Abstract

The state of a structure’s health can be determined by investigating its vibration characteristics. Vibration-based structural health monitoring (SHM) enables early detection and diagnosis of damage as well as extension of service life. Herein, linear and nonlinear tracking metrics are proposed to track deterioration in the condition of multistory structures and assess their instantaneous health in real-time via measurement of floor accelerations. The linear metrics, the amplitude damage index ADIn(t¯) and the frequency damage index FDIn(t¯), are based on tracking the power spectra of floor accelerations. The nonlinear metric e(t¯) is based on a novel implementation of the phase-space warping method and obtained from the orbits representing the floors’ motions in pseudo phase-space. A scaled-down model of a four-floor moment-resisting frame building is designed and fabricated to demonstrate and to compare the capabilities of the three damage indices.

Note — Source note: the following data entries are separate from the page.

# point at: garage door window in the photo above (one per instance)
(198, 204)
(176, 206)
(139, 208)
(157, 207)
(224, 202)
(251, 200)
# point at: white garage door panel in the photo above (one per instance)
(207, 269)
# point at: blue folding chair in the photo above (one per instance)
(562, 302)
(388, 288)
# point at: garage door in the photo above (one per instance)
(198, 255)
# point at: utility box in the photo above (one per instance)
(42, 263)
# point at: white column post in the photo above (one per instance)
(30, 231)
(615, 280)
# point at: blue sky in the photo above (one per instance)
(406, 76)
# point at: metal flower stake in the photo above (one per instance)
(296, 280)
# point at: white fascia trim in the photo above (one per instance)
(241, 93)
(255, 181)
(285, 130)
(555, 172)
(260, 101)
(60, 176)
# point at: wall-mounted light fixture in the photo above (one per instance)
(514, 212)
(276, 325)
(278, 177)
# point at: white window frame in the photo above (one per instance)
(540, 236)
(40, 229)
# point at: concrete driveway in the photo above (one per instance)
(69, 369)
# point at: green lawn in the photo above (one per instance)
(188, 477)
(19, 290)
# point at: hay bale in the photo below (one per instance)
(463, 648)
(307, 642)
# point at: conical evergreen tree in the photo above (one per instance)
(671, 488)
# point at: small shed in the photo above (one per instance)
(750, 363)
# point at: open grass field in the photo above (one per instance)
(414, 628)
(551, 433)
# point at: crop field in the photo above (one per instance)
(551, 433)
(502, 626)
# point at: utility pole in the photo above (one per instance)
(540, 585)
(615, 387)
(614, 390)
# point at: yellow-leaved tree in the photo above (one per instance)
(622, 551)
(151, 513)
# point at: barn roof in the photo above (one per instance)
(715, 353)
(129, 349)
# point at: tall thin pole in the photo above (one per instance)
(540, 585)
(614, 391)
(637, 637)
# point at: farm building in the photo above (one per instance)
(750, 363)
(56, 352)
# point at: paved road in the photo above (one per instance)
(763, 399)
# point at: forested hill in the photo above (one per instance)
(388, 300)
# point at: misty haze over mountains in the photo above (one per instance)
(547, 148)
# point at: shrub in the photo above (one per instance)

Structural damage is introduced to individual columns, to mimic damage initiation, by cutting two notches on opposite sides of a column cross-section at midheight. The ADIn(t¯) detected large damage events, fast deterioration beyond them, and the onset of failure using any of the four floor accelerations. The FDIn(t¯) proved insensitive to damage compared with the other two metrics. The nonlinear metric e(t¯) detected gradual (fatigue-induced) deterioration in the building’s health before introduction of damage, large damage events, fast deterioration beyond them, and the onset of failure, using any of the four floor accelerations. The e(t¯) metric varied slowly and continuously with gradual deterioration and exhibited larger discontinuous jumps with discrete damage events. This was true for all three damage experiments undertaken on the model building. The nonlinear e(t¯) metric was also found to be more efficient, in terms of signal utilization, in comparison with the linear ADIn(t¯) metric.